Sweden risks being left behind in the strong and steady passenger growth, due to several factors.
Passenger traffic at Europe’s airports grew by an average of 6.7% in the first half of 2018, according to European airport trade body ACI Europe in its latest air traffic report. But Sweden is far behind.
Traffic in the non-EU market rose by 10.5%, nearly twice the expansion rate of the EU market of 5.4%.
But both markets saw growth recede slightly in Q2 over Q1, from 12.5% to 9.4% at non-EU airports and from 6.2% to 4.9% at EU airports.
In the EU, airports in the Baltic countries, Bulgaria, Croatia, the Czech Republic, Greece, Hungary, Luxembourg, Malta, Poland, Slovakia and Slovenia achieved double digit growth.
But airports in Sweden posted the lowest growth in Europe, at 1.5%, due to a combination of the new national aviation tax introduced last April, the bankruptcy of regional airline NextJet and lower outbound demand as the local currency hits its lowest value in years.

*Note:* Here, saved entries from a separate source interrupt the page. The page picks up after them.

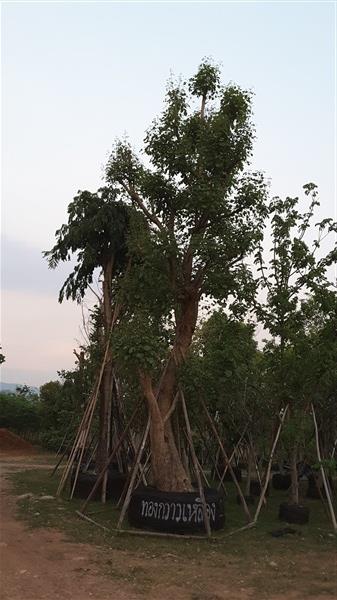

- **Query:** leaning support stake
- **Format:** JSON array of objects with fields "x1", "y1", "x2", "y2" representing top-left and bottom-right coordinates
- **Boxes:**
[
  {"x1": 195, "y1": 422, "x2": 227, "y2": 494},
  {"x1": 201, "y1": 399, "x2": 252, "y2": 523},
  {"x1": 116, "y1": 417, "x2": 150, "y2": 530},
  {"x1": 80, "y1": 403, "x2": 140, "y2": 514},
  {"x1": 311, "y1": 403, "x2": 337, "y2": 534},
  {"x1": 58, "y1": 296, "x2": 125, "y2": 499},
  {"x1": 180, "y1": 391, "x2": 211, "y2": 537},
  {"x1": 76, "y1": 511, "x2": 207, "y2": 540},
  {"x1": 248, "y1": 434, "x2": 266, "y2": 506},
  {"x1": 253, "y1": 404, "x2": 288, "y2": 523},
  {"x1": 217, "y1": 425, "x2": 248, "y2": 492}
]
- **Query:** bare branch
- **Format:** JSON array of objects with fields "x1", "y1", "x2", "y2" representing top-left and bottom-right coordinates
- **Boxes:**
[{"x1": 88, "y1": 284, "x2": 102, "y2": 305}]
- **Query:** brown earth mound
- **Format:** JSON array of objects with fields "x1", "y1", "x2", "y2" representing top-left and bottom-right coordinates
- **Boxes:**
[{"x1": 0, "y1": 428, "x2": 36, "y2": 454}]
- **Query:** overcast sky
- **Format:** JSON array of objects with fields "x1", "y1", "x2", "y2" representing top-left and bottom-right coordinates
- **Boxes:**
[{"x1": 1, "y1": 1, "x2": 335, "y2": 386}]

Sweden was the only European market losing passenger traffic in June (-0.4%), while its tax is among the factors leading to the improved performance of airports in neighbouring Denmark (+5.7%).
In the non-EU market, passenger traffic grew in excess of 15% at airports in Turkey, Ukraine, Georgia and Israel and Iceland.
Europe’s top-five busiest airports recorded a passenger traffic increase of 6.3% in H1, an improvement over their 2017 performance (+4.3%).
Istanbul-Atatürk topped the league in terms of growth (+12.9%), followed by Frankfurt (+9.1%). Amsterdam-Schiphol also reported robust growth (+5.4%), followed by Paris-CDG (+3%) whose performance was impacted by repeated strikes at Air France, and capacity-constrained London-Heathrow (+2.6%).
Stronger growth focused mainly on secondary and smaller hubs as well as selected medium sized and larger regional airports – reflecting ever-evolving competitive dynamics largely driven by low-cost carriers and non-EU full-service carriers.
These airports include Istanbul-SAW (+12.4%), Lisbon (+12.9%), Milan-Malpensa (+11.1%), Athens (+11.4%), Tel Aviv (+13.1%), Helsinki (+12%), Moscow-Vnukovo (+19.8%), Warsaw (+14.8%), Prague (+10.3%), Budapest (+14.8%), Naples (+24.7%), Keflavik (+15.6%), Valencia (+20.2%), Krakow (+17.8%), Malta (+16.3%), Seville (+26.9%), Palermo (+16.9%), Nantes (+14%) and Heraklion (+14.2%).